We visit the exhibition Holy Fire at Imal, were we play around with the “Media Mirror” of Alexei Shulgun and Aristarkh Chernyshev
Later we also visit the exhibition “No Place – like Home Perspectives on migration in Europe” at Argos. Especially the work of Ursula Biemann “Sahara Chronicle” turned out to be of interest for me: it also dealt with issues of mobility, but it did focus mainly on African-European migration. The work consists of a series of short video’s: all small portrays of the nodes in the chain of migration, showing it as an everyday practice, way of live….
All the projects in the exhibition had this approach more ore less, and it made me thinking of smth I had wondered about before….
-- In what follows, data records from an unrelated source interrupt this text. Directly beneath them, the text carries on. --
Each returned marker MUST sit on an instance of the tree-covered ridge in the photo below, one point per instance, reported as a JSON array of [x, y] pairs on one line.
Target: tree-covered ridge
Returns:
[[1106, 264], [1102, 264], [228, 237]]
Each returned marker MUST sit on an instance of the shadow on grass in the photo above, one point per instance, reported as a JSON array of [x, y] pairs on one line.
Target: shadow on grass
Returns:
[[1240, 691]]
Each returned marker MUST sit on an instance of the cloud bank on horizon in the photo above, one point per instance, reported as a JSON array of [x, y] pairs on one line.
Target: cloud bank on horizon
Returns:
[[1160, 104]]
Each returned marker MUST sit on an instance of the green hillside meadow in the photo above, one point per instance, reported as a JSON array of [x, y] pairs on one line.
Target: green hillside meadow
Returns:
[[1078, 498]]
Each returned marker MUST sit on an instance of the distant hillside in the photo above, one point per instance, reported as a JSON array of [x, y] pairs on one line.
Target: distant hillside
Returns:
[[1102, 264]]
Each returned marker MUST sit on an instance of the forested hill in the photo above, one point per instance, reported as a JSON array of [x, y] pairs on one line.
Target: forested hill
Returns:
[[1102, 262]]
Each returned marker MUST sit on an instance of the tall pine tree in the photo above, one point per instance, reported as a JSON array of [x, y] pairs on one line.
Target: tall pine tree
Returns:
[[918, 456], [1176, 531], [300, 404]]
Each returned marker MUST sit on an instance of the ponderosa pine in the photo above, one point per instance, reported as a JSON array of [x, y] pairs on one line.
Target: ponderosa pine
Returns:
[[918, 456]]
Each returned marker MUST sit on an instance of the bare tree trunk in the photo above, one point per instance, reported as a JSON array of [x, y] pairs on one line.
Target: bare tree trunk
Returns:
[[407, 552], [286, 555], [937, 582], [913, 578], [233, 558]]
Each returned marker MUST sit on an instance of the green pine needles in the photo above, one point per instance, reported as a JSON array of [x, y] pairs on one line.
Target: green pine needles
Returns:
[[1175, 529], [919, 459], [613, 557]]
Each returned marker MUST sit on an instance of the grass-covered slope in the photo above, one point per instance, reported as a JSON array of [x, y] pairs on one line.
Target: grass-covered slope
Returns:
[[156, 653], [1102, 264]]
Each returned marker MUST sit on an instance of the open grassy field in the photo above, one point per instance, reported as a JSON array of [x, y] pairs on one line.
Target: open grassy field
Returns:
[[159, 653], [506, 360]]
In Netherlands recently a book was published by former Middle East correspondent Joris Luyendijk: “Het zijn net mensen”, (Almost Human) The main conclusion of this provocative book is that our image of the Middle East is colored by all kinds of filters. One of the most important of these, for the written press as well as the visual media, is television networks. The book tries to reveal the filters itself, and thus the difficulties of nuanced journalism and the impossibilities for a naïve audience to see trough these meganisms, let alone get a real idea of what the world outside the democratic fortress of Europe really looks like. For me it is somewhat frustrating that this argument totally neglects the works of artists like presented in this show. I would like to drag Joris Luyendijk to this exhibition, and show him, there is more to representing the world than mainstream journalism alone. Everybody who did read the book, and feels now frustrated about these information filters is a potential audience for this kinds of shows, but how will we make the two worlds -art and journalism –really meet?